For the medical community – and the people waiting for them – organs are precious. As of March 2020, more than 112,000 people were on the national transplant waiting list, according to the government’s Health Services and Resources Administration. While about 60% of American adults are registered donors, only about three in 1,000 people will die in a way that allows their organs to be donated. And 20 people will die in the U.S. each day waiting for an organ transplant.

While Dr. Suarez wants the best for her patients, she feels a responsibility to make sure that every donated organ is protected from the kinds of delays that can jeopardize its safety.

Although the children awaiting transplants are either on Medicare or Puerto Rico’s Medicaid equivalent, Dr. Suarez said that insurance payments come slowly, and are a liability for something as time-sensitive as a transplant-related infection.

$3,000 doesn’t sound like a lot. It’s not actually necessarily enough to meet those incidental expenses if something goes wrong.

But for people in Puerto Rico, where the median income is about $20,000 per year (compared to about $60,000 for the States), it’s a huge expense. And a child’s illness can make a regular income near-impossible, Dr. Suarez said.

“80% of our families don’t have the social means,” she said. “They have low paying jobs – if they work, because if their kids are really sick, they really can’t work.”

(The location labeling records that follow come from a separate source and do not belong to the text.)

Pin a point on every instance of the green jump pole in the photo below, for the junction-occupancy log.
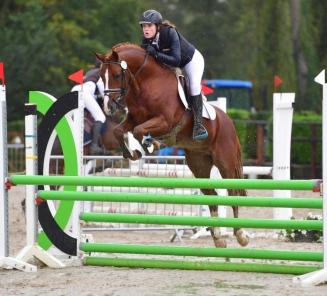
(202, 221)
(202, 252)
(312, 203)
(167, 182)
(200, 265)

Because of the pandemic, Montalvo has been unable to work. The two of them require food stamps to meet their monthly needs.

For several years, it wasn’t actually possible for a child to get a transplant in Puerto Rico. In 2013, the island lost its only two surgeons who did pediatric transplants. It was 2017 before they found another one. The hospital held a gala to pay for a new transplant center.

Then Hurricane Maria hit, delaying transplant surgeries until May of 2018.

Since 2013, two children who were unable to get transplant surgery have died. Another, who was finally transplanted in July of 2019, had been on dialysis for eight years.

“No patient should have to wait that long, but we didn’t have a transplant center,” Dr. Suarez said.

A Lifelong Battle

Being on dialysis – at all – is dangerous. Children on dialysis are at high risk for peritonitis – inflammation of the abdominal membrane – bloodstream infections, and even heart attacks. Dr. Suarez explained that the process of dialysis, which involves essentially pulling water out of the blood, places an enormous strain on the heart.

If you were to track 1000 female dialysis patients under the age of 21, 33 of them would die within a year, according to the United States Renal Data System.

For those 25 children, Direct Relief is stepping in. The organization is providing the money each child needs through two Puerto Rico-based nonprofits, Yo No Me Quito and Extra Bases – the latter headed by the former Major League baseball player Carlos Delgado.

The organization is also paying for a pediatric renal transplant coordinator, who will work over the next two years to streamline the process of getting each patient onto the transplant list.

Jarianna was the first of the children to receive a transplant. One other child has also successfully undergone a transplant procedure.

The grant is a temporary fix. Someone is added to the transplant waiting list every 10 minutes. But for these children, it’s a lifesaving chance.

“This is a lifelong battle,” said Dr. Suarez. But nonetheless, she insisted, “they don’t have to die from this.”